Teaching Reflections

This one is for the doubters

Yes, but what if it all works out?

— Omdenken.

But I have to…

First and foremost, we want our students to learn. But how that is done is often not determined by a teacher’s or student’s needs. There are governmental regulations, curriculum demands, schoolboard requirements, coursebooks, standardized tests, colleagues that have decided that their way of teaching is THE way of teaching and parents who need their children to score particularly well on your subject and know exactly how that should be done.

These conditions are all real. We as teachers have to manage these demands and requirements every lesson. It is easy to forget that learning is about student growth rather than following a curriculum. Yes, the curriculum is designed to instigate that growth, but let’s not forget there are many ways to get there. There is the coursebook’s way, the standardized test’s way, the way your colleague has been doing it for years and there is your way. A way that suits you and your students.

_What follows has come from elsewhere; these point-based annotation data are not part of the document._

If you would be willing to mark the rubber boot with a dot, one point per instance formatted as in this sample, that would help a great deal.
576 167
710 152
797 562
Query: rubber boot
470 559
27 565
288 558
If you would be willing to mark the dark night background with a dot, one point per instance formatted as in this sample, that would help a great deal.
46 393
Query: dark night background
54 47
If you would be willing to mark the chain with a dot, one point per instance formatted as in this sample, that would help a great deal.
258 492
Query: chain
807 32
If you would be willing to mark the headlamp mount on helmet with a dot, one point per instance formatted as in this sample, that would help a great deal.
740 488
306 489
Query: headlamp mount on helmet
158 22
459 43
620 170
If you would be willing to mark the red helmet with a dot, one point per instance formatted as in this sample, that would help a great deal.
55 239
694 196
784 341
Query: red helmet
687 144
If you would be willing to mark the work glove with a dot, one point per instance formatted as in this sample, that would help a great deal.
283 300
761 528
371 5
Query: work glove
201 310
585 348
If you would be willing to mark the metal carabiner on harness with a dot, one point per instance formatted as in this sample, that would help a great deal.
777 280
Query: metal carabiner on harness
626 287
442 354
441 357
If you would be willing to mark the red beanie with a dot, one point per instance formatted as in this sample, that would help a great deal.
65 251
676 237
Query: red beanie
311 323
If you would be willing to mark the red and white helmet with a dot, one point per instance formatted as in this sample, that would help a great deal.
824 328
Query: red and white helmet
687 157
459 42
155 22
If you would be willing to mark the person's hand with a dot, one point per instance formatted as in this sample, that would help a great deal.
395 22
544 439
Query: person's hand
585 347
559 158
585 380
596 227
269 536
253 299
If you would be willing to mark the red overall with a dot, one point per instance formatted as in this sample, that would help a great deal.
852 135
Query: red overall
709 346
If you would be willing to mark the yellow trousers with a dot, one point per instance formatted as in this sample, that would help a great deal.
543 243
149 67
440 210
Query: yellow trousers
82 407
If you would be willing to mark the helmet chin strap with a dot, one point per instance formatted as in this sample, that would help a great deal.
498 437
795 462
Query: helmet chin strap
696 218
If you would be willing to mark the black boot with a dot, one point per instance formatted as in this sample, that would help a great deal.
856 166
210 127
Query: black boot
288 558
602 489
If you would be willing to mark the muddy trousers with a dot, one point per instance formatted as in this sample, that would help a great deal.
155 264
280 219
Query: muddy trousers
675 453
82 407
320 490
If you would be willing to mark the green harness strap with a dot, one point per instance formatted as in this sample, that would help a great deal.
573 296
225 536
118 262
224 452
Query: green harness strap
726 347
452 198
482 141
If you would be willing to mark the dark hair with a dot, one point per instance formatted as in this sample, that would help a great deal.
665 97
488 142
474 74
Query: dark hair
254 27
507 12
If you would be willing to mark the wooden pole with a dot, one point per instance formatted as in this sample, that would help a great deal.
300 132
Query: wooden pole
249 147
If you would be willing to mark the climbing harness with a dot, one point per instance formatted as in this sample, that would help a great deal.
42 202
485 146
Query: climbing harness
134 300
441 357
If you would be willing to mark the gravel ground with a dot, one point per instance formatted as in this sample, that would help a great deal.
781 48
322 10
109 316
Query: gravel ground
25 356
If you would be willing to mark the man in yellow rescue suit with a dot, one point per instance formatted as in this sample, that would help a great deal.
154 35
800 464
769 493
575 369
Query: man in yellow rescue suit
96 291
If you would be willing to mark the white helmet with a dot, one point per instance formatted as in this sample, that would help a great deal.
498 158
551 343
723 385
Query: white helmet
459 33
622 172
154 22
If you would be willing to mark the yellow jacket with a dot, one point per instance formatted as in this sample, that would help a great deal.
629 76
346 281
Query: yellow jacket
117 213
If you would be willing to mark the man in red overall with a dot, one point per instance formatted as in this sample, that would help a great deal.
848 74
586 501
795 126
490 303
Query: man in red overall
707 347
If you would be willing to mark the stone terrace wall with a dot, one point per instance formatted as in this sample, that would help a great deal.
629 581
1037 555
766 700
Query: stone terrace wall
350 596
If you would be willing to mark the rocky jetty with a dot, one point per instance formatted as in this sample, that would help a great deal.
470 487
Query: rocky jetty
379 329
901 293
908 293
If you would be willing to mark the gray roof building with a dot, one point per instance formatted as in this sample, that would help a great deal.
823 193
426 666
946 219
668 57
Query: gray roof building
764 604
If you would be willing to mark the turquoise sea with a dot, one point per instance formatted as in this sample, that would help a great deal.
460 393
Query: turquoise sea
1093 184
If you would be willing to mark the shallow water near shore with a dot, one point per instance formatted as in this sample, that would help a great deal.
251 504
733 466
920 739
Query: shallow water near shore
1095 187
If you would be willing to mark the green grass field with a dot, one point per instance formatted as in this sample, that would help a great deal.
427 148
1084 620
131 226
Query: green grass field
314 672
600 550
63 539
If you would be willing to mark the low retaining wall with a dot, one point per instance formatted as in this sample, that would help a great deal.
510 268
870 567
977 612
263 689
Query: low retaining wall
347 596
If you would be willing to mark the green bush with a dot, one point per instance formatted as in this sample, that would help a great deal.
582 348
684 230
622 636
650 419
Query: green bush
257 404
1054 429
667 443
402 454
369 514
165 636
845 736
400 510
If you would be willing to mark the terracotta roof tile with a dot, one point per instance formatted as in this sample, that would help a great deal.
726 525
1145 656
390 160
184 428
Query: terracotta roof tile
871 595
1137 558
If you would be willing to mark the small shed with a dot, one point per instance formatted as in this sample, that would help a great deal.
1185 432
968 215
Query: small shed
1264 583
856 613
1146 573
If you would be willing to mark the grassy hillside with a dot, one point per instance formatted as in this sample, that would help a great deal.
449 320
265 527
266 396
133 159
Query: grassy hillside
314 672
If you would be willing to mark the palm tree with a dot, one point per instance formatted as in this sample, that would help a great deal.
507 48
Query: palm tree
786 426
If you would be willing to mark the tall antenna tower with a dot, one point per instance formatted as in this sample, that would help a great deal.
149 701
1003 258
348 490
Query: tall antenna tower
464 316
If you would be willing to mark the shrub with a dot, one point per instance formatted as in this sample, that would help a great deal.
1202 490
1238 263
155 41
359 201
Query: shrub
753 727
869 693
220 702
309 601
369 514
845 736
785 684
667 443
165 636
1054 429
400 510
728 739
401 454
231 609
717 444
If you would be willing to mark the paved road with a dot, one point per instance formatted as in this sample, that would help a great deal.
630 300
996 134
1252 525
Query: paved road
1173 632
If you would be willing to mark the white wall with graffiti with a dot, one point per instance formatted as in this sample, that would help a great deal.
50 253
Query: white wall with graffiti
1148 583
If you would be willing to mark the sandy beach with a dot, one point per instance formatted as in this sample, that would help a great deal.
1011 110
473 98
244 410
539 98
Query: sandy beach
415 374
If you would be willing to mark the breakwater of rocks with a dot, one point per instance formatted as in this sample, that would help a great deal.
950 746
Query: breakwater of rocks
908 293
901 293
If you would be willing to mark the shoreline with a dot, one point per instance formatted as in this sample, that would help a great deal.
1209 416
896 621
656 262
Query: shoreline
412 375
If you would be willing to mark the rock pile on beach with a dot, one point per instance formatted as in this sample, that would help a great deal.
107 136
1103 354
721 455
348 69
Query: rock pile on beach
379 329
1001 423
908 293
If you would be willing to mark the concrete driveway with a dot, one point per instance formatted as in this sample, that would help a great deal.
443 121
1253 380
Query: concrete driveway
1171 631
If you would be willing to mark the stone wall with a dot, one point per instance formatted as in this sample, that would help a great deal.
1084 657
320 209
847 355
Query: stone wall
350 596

But often we forget there is a ‘your way’. We whip out the coursebook and assign a task which teaches the students to fill in the right form of this or that grammar item. We let them read a text and ask them to answer some questions on it, checking their understanding of what they have read. We check the work, assign some homework and move on to the next lot of students to repeat this once more.

Pretty boring if you ask me. But like many other teachers, I felt there was little room for ‘my way’. There was a planning to adhere to. Parallel classes to keep up with. A standardized test to prepare them for and a school board to convince that I am a ‘proper’ teacher.

My epiphany (and hopefully yours as well)

With a boring lesson, I did convince my superior that I was a ‘proper’ teacher. I was lucky enough that he tasted some of my unhappiness about the lesson that I had just let him observe. When I grieved my concerns about trying to not fall out of line, he reminded me of the simple fact that there are many ways to achieving the same result. A fact that I had totally and completely forgotten.

I was so concerned with all of the requirements that I had forgotten to have fun with it. And it showed. I felt uninspired and my students dreaded going to my classes. Something needed to change.

I am going to teach English my way. With fun, exciting assignments that make students want to come to my classes and make me excited to teach them. Yes, there are standardized tests, a curriculum and a final exam to work towards. But there are also many ways to get there. Let’s have some fun while we’re at it, shall we?